Utilisation Réelle des Valeurs Alimentaires
Maintenant que nous avons abordé les différents modèles élaborés pour mesurer la valeur alimentaire, nous allons nous intéresser à ce que vous pouvez utiliser réellement. Il est important de noter que pour avoir des valeurs alimentaires précises, il faudrait procéder à une analyse en laboratoire. Cela est réalisable si l’alimentation provient d’un sac ou d’un silo, mais en pâturage, il est très difficile d’appliquer le même principe, car vous évoluez dans un écosystème dynamique.
Exemple d'Évaluation de la Qualité de la Prairie
Le tableau ci-dessous permet de définir la qualité de la prairie. Nous utilisons les besoins en énergie métabolisable comme base de travail. A partir de cela, nous pouvons augmenter les besoins d’énergie pour répondre à des objectifs de croissance. Par exemple, une vache allaitante de 650 kg vifs a un besoin en entretien de 83 MJEM/jour. Si votre prairie est composée de 40 % de légumineuses, de moins de 10 % de matière morte et que nous sommes au printemps (début phase végétative/montaison), à l’aide des deux tableaux ci-dessus, nous pouvons estimer que nous avons une valeur de 12 MJEM/kgMS.

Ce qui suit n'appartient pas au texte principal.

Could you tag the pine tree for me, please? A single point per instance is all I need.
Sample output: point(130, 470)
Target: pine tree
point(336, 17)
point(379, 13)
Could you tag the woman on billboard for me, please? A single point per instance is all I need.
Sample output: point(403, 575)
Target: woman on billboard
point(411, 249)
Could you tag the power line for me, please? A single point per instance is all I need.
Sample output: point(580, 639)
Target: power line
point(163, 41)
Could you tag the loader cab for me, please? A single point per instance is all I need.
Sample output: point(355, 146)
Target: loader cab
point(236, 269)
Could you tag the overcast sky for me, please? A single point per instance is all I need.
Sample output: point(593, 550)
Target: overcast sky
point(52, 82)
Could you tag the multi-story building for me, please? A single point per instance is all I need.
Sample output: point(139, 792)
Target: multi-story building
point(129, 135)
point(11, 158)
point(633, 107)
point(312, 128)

Autres Aliments et Compléments pour l'Alimentation Bovine
Outre l'orge et les fourrages, divers autres aliments et compléments sont utilisés dans l'alimentation bovine pour répondre à leurs besoins nutritionnels spécifiques :
- Pulpe sèche de betterave : Elle est bien pourvue en calcium mais très pauvre en phosphore. Les teneurs en cellulose brute, NDF et ADF sont élevées par rapport à celles des aliments dits « concentrés », mais sa teneur en lignine est faible.
- Mélasse : Aliment énergétique dont la valeur nutritive est due à la digestibilité élevée de ses sucres. Toutefois, la déficience de la mélasse en azote limite son niveau d’incorporation dans la ration.

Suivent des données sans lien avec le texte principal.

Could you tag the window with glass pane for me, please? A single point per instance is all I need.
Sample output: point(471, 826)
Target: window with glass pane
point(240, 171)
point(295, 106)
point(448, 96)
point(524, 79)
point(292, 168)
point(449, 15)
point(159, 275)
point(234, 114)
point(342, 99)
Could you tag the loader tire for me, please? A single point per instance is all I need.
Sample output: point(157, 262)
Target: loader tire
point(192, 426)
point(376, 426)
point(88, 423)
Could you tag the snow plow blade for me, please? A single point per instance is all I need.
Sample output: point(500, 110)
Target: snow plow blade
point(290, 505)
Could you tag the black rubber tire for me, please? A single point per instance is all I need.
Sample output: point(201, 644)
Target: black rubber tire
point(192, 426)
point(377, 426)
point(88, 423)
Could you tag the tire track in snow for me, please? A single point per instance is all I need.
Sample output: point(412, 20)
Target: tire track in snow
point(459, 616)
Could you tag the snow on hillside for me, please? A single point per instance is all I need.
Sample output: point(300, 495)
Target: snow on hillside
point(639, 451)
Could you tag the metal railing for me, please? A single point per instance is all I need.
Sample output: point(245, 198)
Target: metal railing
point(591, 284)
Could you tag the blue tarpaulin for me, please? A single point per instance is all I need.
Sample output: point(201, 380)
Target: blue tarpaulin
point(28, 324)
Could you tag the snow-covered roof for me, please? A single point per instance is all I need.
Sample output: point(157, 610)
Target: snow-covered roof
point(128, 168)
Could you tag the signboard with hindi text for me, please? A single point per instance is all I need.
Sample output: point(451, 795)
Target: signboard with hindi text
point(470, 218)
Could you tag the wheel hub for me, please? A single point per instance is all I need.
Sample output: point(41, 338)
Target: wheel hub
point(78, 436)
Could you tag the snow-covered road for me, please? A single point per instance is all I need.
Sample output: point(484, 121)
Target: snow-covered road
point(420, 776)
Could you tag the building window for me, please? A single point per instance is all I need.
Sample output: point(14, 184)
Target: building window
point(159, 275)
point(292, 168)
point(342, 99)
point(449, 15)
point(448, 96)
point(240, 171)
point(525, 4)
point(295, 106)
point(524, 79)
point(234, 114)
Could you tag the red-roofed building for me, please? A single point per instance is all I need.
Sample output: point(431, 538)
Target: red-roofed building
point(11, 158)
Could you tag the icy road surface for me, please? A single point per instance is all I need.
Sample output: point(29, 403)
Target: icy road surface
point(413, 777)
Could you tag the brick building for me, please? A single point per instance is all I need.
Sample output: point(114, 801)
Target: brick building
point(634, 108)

- Pulpe de caroube : Elle se caractérise par une faible teneur en cendres et une faible valeur protéique, mais elle est très riche en sucres hydrosolubles.
- Tourteaux : Le tourteau de tournesol a une teneur en MAT allant de 36% à 45%. Ces MAT sont essentiellement des protéines facilement dégradables au niveau du rumen (77%).
- Son de blé : Classé parmi les aliments moyennement riches en azote, le son de blé a une teneur en MAT allant de 13,4 à 17,5%.